Despite this being a comparative study, in her examination of Leamington Hastings Nicholls shows that, also at the local level, much can still be learned through in-depth case studies of individual almshouses. She quotes Nigel Goose, the author of a case study of a Norwich almshouse, pointing out that “[a]lmshouses require the attention of historians working at the local level if we are ever fully to understand their place in the history of the mixed economy of welfare” (p. 188), obviously agreeing and making a case for the study of individual almshouses, which in themselves can serve to dissect an overly static image of almshouses and their history.

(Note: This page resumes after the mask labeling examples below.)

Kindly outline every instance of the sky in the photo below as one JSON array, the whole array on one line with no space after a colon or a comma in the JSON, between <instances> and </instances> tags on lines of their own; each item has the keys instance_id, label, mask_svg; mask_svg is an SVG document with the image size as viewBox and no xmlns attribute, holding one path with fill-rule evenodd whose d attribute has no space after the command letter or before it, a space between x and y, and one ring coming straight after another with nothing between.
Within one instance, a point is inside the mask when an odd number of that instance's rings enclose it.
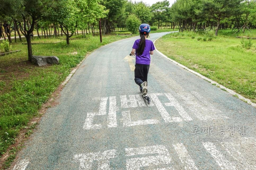
<instances>
[{"instance_id":1,"label":"sky","mask_svg":"<svg viewBox=\"0 0 256 170\"><path fill-rule=\"evenodd\" d=\"M157 2L161 2L163 1L164 0L133 0L133 2L140 2L142 1L147 4L149 4L149 6L151 6L152 4L156 3ZM176 1L176 0L168 0L168 1L170 3L170 7L172 4Z\"/></svg>"}]
</instances>

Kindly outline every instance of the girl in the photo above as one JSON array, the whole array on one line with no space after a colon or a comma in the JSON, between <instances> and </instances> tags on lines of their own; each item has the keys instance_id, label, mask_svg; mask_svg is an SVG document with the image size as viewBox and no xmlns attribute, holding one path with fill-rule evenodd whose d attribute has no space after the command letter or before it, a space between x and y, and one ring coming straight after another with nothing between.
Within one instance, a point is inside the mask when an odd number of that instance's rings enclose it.
<instances>
[{"instance_id":1,"label":"girl","mask_svg":"<svg viewBox=\"0 0 256 170\"><path fill-rule=\"evenodd\" d=\"M140 86L140 90L143 97L149 103L151 100L147 94L148 73L150 64L150 55L153 54L155 48L152 41L146 39L150 31L149 25L142 24L140 26L139 31L140 39L134 42L130 55L136 56L134 80Z\"/></svg>"}]
</instances>

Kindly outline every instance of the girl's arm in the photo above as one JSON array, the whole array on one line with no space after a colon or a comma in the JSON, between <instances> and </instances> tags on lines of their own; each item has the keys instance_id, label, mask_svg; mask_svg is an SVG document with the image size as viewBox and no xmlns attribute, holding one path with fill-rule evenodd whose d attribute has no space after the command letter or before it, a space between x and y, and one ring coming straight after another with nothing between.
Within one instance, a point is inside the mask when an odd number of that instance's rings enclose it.
<instances>
[{"instance_id":1,"label":"girl's arm","mask_svg":"<svg viewBox=\"0 0 256 170\"><path fill-rule=\"evenodd\" d=\"M131 56L135 56L135 49L134 48L133 48L133 49L131 50Z\"/></svg>"}]
</instances>

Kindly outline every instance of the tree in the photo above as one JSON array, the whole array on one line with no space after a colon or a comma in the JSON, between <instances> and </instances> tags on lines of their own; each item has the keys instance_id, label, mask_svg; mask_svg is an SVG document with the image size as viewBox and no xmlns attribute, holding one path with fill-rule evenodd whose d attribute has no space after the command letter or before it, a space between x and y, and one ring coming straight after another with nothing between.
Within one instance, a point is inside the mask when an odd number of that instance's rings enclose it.
<instances>
[{"instance_id":1,"label":"tree","mask_svg":"<svg viewBox=\"0 0 256 170\"><path fill-rule=\"evenodd\" d=\"M32 56L31 37L35 24L47 17L48 12L55 6L57 0L2 0L1 10L11 16L19 25L28 45L28 60ZM24 24L24 25L23 25Z\"/></svg>"},{"instance_id":2,"label":"tree","mask_svg":"<svg viewBox=\"0 0 256 170\"><path fill-rule=\"evenodd\" d=\"M165 16L167 13L170 4L169 1L167 0L164 0L153 4L151 7L153 15L152 19L153 20L157 21L158 29L160 27L160 22L165 21Z\"/></svg>"},{"instance_id":3,"label":"tree","mask_svg":"<svg viewBox=\"0 0 256 170\"><path fill-rule=\"evenodd\" d=\"M103 20L103 34L110 33L116 29L119 19L125 15L125 5L126 0L104 0L101 4L109 10L107 17Z\"/></svg>"},{"instance_id":4,"label":"tree","mask_svg":"<svg viewBox=\"0 0 256 170\"><path fill-rule=\"evenodd\" d=\"M151 20L152 14L149 6L142 2L135 3L132 12L142 23L148 23Z\"/></svg>"},{"instance_id":5,"label":"tree","mask_svg":"<svg viewBox=\"0 0 256 170\"><path fill-rule=\"evenodd\" d=\"M205 15L209 19L217 20L215 35L218 35L220 21L239 13L240 7L243 0L203 0L198 14Z\"/></svg>"},{"instance_id":6,"label":"tree","mask_svg":"<svg viewBox=\"0 0 256 170\"><path fill-rule=\"evenodd\" d=\"M139 30L141 21L135 14L132 14L128 16L125 23L127 30L134 34Z\"/></svg>"}]
</instances>

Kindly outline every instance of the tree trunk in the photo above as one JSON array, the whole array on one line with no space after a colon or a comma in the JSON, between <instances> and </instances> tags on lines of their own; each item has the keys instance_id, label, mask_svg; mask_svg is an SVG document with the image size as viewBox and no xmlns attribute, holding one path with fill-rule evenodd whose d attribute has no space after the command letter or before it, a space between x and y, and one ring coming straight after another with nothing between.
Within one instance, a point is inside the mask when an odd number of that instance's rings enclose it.
<instances>
[{"instance_id":1,"label":"tree trunk","mask_svg":"<svg viewBox=\"0 0 256 170\"><path fill-rule=\"evenodd\" d=\"M39 31L38 31L38 27L37 27L37 24L36 24L36 29L37 30L37 36L39 38L41 39L41 37L40 37L40 35L39 35Z\"/></svg>"},{"instance_id":2,"label":"tree trunk","mask_svg":"<svg viewBox=\"0 0 256 170\"><path fill-rule=\"evenodd\" d=\"M31 45L31 37L28 35L26 36L26 39L28 44L28 60L31 61L33 55L32 53L32 47Z\"/></svg>"},{"instance_id":3,"label":"tree trunk","mask_svg":"<svg viewBox=\"0 0 256 170\"><path fill-rule=\"evenodd\" d=\"M215 36L217 36L218 35L218 31L219 30L219 27L220 23L220 19L219 17L218 19L218 24L217 25L217 27L216 27L216 30L215 31Z\"/></svg>"}]
</instances>

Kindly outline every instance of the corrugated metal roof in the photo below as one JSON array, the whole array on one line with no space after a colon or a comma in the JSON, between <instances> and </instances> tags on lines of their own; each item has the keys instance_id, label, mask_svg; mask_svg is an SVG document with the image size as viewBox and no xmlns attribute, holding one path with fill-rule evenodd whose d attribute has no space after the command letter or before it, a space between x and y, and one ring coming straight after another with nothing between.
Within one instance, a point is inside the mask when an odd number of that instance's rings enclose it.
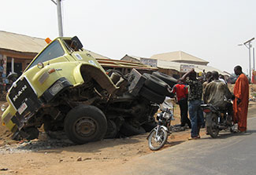
<instances>
[{"instance_id":1,"label":"corrugated metal roof","mask_svg":"<svg viewBox=\"0 0 256 175\"><path fill-rule=\"evenodd\" d=\"M198 63L198 64L205 64L207 65L209 64L208 61L204 60L201 58L194 57L183 51L176 51L172 53L165 53L161 54L153 55L150 58L161 60L169 60L169 61L175 61L175 62L184 62L184 63Z\"/></svg>"},{"instance_id":2,"label":"corrugated metal roof","mask_svg":"<svg viewBox=\"0 0 256 175\"><path fill-rule=\"evenodd\" d=\"M94 58L96 58L96 59L109 59L109 60L111 60L111 58L109 58L109 57L106 57L105 56L102 56L101 54L98 54L98 53L94 53L94 52L91 52L91 50L87 50L86 49Z\"/></svg>"},{"instance_id":3,"label":"corrugated metal roof","mask_svg":"<svg viewBox=\"0 0 256 175\"><path fill-rule=\"evenodd\" d=\"M43 38L0 31L0 49L39 53L47 43Z\"/></svg>"},{"instance_id":4,"label":"corrugated metal roof","mask_svg":"<svg viewBox=\"0 0 256 175\"><path fill-rule=\"evenodd\" d=\"M158 60L158 67L159 68L164 68L164 69L173 69L177 71L180 71L180 65L194 65L195 66L195 71L196 72L202 72L203 70L205 70L206 72L207 71L216 71L219 74L222 74L223 75L229 75L228 74L217 69L214 68L211 66L207 65L201 65L201 64L185 64L185 63L177 63L177 62L173 62L173 61L168 61L168 60Z\"/></svg>"}]
</instances>

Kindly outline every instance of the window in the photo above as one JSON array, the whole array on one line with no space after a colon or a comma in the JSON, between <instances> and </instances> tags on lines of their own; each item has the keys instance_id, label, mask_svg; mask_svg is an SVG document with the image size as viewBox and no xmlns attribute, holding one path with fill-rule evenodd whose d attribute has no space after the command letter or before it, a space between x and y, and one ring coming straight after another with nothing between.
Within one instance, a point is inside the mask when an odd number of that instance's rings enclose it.
<instances>
[{"instance_id":1,"label":"window","mask_svg":"<svg viewBox=\"0 0 256 175\"><path fill-rule=\"evenodd\" d=\"M40 55L32 62L29 68L35 66L39 63L43 63L47 60L53 60L64 55L64 51L58 41L52 42Z\"/></svg>"}]
</instances>

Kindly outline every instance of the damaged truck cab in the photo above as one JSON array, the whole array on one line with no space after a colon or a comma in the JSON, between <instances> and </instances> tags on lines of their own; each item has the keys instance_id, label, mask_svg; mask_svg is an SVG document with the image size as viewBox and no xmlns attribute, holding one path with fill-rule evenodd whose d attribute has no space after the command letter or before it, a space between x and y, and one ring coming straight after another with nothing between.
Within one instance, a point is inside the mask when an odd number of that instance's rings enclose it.
<instances>
[{"instance_id":1,"label":"damaged truck cab","mask_svg":"<svg viewBox=\"0 0 256 175\"><path fill-rule=\"evenodd\" d=\"M87 101L90 104L94 100L90 99L94 97L94 93L82 94L84 93L83 89L90 89L87 83L93 82L94 86L91 88L104 89L105 95L112 94L117 89L102 66L82 47L76 37L56 38L37 55L22 75L13 83L6 97L9 105L2 118L3 125L15 133L14 137L18 134L25 138L35 137L28 135L25 130L32 129L30 125L35 128L36 122L36 126L42 125L43 121L35 121L43 120L38 116L40 115L38 112L57 118L60 111L50 108L61 103L57 98L63 91L69 92L60 99ZM43 108L49 111L40 111ZM35 118L29 121L32 117ZM35 132L35 129L32 132Z\"/></svg>"},{"instance_id":2,"label":"damaged truck cab","mask_svg":"<svg viewBox=\"0 0 256 175\"><path fill-rule=\"evenodd\" d=\"M61 133L76 144L150 131L154 104L170 95L174 82L154 73L105 71L77 37L58 38L13 83L2 124L13 139L35 139L43 126L49 137Z\"/></svg>"}]
</instances>

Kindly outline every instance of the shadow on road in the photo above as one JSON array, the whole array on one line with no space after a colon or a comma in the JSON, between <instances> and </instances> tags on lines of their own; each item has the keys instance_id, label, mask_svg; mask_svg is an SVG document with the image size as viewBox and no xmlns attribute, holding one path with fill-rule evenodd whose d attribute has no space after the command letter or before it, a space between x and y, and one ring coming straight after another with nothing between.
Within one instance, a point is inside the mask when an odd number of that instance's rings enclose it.
<instances>
[{"instance_id":1,"label":"shadow on road","mask_svg":"<svg viewBox=\"0 0 256 175\"><path fill-rule=\"evenodd\" d=\"M247 131L247 133L232 133L228 131L221 131L219 133L219 136L217 138L212 138L210 135L207 135L206 137L203 137L202 139L226 139L231 137L238 137L238 136L248 136L248 135L251 135L252 133L256 133L256 130L254 129L249 129Z\"/></svg>"}]
</instances>

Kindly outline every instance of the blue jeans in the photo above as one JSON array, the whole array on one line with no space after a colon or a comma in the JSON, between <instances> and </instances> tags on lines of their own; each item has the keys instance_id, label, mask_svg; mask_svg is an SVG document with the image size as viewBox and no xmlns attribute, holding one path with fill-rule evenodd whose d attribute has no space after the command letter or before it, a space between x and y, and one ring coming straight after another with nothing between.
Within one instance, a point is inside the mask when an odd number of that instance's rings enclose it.
<instances>
[{"instance_id":1,"label":"blue jeans","mask_svg":"<svg viewBox=\"0 0 256 175\"><path fill-rule=\"evenodd\" d=\"M189 118L191 122L191 137L199 135L200 128L203 123L203 114L201 108L201 100L195 100L189 101Z\"/></svg>"}]
</instances>

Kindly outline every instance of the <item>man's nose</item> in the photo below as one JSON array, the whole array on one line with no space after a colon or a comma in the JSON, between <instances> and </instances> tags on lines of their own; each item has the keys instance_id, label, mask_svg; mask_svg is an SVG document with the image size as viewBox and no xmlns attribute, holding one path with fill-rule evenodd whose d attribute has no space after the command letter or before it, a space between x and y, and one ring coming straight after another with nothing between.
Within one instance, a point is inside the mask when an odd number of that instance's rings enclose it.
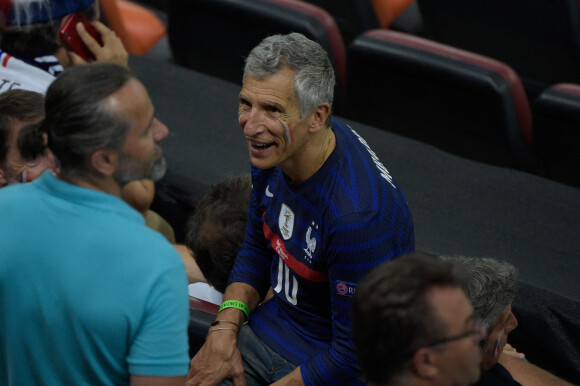
<instances>
[{"instance_id":1,"label":"man's nose","mask_svg":"<svg viewBox=\"0 0 580 386\"><path fill-rule=\"evenodd\" d=\"M257 109L250 109L240 113L240 126L246 136L254 136L264 129L264 114Z\"/></svg>"},{"instance_id":2,"label":"man's nose","mask_svg":"<svg viewBox=\"0 0 580 386\"><path fill-rule=\"evenodd\" d=\"M157 118L154 118L153 122L153 140L155 142L161 142L163 138L169 135L169 129Z\"/></svg>"}]
</instances>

To conclude, it would be laudable if Nicholls's excellent and ground-breaking study were to inspire the study of almshouses in other regions of the British Isles, and beyond. The only criticism one might have of this rich and detailed study is that the recurrent emphasis on the great diversity of almshouses and the difficulty of categorization sometimes seems to play down the many things it does tell us about early modern English almshouses, their founders, residents and rules, and the scope for comparison this book offers. It seems to me that Nicholls is being overly modest, even if her restraint is inspired by the correct observation that the early modern age tends to escape our modern desire for systematization and categorization. The study of social history in general and of almshouses in particular is not necessarily helped by overly rigid schemes of past human behaviour. If Nicholls's study shows us anything, it is the great resilience and adaptability of early modern humanity with regard to the eternal problem of averting and alleviating poverty.